How can me and my husband form a closer relationship with my sister-in-law?

keely

New member
This could be long..

My husband's older sister share the same mom but not the same dad, since my husband's father had no custody or any rights to her, he did not have a say when she asked for Emancipation, my mother-in-law allowed it quickly and she left the state (alone) at 16, when she left my husband was 7 years old, she kept in touch only with my mother-in-law and not much of anyone else. The only time my husband has seen her since she left was in the birth of her children, at age 18, 21, 25 and 26. She lives in Norway but occasionally comes to visit for almost every holiday (St. Patrick's day, Valentines etc.) everything except my husband and my daughter's birthday. Her children don't speak English, so they pretty much can't talk to any of us. My daughter is very fond of her youngest, which is the same age she is, and always asks when she's coming back, etc. The sad thing is my sister-in-law seems like she tries to avoid us. Like she's not interested in anyone except my mother in law, her kids are the same way too, they don't even try to talk or play with anyone else, however when with her or my MIL they laugh and look really fun, so I have to think they just don't like the rest of us. By age 12-15 she's gone through a series of depression, BPD and OCD with two big phobias, plus has been home schooled for three years, pretty much isolated at home in her room. I'm not sure if any of this has anything to do with the fact she ignores us. I know it doesn't sound like a big deal, but I doubt she even knows my daughter's name (her niece). I gave birth to a baby boy 9 months ago, and sent her an invitation for both the baby shower and his birth, she didn't reply to neither.

We haven't really done anything but with all this we have to think she has something against us, how can we talk to her or let her know it's hurtful the way she tried to get passed us?
 
Have you ever knocked on a wall, and expected someone to answer it?

Do you pick up a puppy, and expect it to purr and meow at you?
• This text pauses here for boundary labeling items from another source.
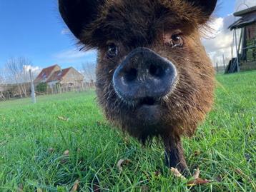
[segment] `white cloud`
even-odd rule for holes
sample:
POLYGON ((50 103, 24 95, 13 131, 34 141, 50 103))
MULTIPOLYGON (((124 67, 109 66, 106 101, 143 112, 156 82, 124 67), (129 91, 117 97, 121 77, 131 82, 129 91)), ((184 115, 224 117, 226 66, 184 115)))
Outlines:
MULTIPOLYGON (((247 6, 250 7, 256 6, 255 0, 237 0, 234 11, 240 11, 247 9, 247 6)), ((212 61, 212 64, 215 65, 217 62, 222 64, 222 56, 225 56, 225 63, 228 62, 232 57, 231 45, 233 41, 233 31, 230 31, 227 28, 234 23, 237 18, 235 18, 233 15, 228 15, 225 18, 219 17, 210 24, 213 29, 213 33, 208 33, 206 36, 211 39, 203 39, 202 43, 205 46, 206 51, 212 61)), ((239 39, 240 31, 237 31, 237 36, 239 39)), ((234 42, 235 43, 235 42, 234 42)), ((236 56, 234 50, 233 56, 236 56)))
POLYGON ((237 0, 235 11, 241 11, 254 6, 256 6, 255 0, 237 0))
POLYGON ((71 32, 69 29, 65 28, 61 30, 61 35, 69 35, 71 34, 71 32))
POLYGON ((77 49, 65 50, 60 51, 54 55, 54 57, 59 59, 81 59, 84 57, 90 57, 94 54, 96 54, 95 50, 90 50, 87 51, 79 51, 77 49))

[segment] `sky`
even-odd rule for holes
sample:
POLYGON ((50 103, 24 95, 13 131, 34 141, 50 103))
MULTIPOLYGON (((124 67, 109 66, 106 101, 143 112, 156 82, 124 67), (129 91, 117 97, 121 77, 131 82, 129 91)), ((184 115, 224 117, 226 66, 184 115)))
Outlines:
MULTIPOLYGON (((242 1, 219 0, 212 24, 215 38, 202 39, 212 63, 222 54, 231 55, 232 34, 227 28, 235 21, 234 11, 245 7, 238 6, 242 1)), ((255 0, 245 1, 256 5, 255 0)), ((57 0, 0 0, 0 69, 9 58, 18 56, 31 60, 34 70, 55 64, 80 69, 82 63, 96 62, 96 51, 79 51, 77 40, 59 14, 57 0)))

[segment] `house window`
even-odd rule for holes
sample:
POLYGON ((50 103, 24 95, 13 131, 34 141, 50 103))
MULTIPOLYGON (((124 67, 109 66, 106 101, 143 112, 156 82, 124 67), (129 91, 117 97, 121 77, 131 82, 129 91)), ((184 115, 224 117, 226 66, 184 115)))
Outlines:
POLYGON ((42 79, 46 79, 46 74, 45 73, 44 73, 42 74, 42 79))
POLYGON ((252 24, 246 27, 246 37, 247 40, 256 39, 256 24, 252 24))

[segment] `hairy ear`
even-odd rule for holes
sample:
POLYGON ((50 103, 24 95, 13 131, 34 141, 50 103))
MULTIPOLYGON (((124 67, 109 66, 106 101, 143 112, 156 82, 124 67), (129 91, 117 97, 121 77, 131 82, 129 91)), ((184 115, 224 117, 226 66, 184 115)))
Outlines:
POLYGON ((203 14, 210 16, 216 7, 217 0, 186 0, 195 6, 200 7, 203 14))
POLYGON ((59 0, 59 9, 70 31, 80 39, 83 29, 97 18, 104 2, 104 0, 59 0))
Have you ever bought some black, high heeled shoes, but then complained because they weren't flat and red?

When you go fishing, do you expect to catch a chicken?

Sweetie, you are doing the same thing if you expect any kind of connection with this woman. YOU might want to bond with her, but SHE doesn't look at you in the same light. Why this is ... I can't begin to guess, but to force the issue would only make it awkward and strange for everyone.

Part of maturity is knowing what things are in your control, and what are not ... knowing what you can change, and what you can't ... and knowing when to just let things go.

This is one of those things that you should just let go. Getting no reply from her is pretty good indicator of how she feels, so why would you keep banging on the wall expecting an answer? "Family is family" has nothing to do with blood ties - it's where your HEART is, and her heart does not lie with you and your husband. You have to face this, and stop asking the puppy to meow and purr.

Focus on your family, your husband, your children and everything else that is positive in your life. That is where your energy should go. Any effort to have a relationship with his half-sister is a waste of effort and energy. The shoes are black high heels, and all the wishing in the world won't make them flat and red.

Just let it go.
 
Sorry you must be going through a hard time,just call her one day and talk o her lether know u miss and love her and you would like to spend sometime with her.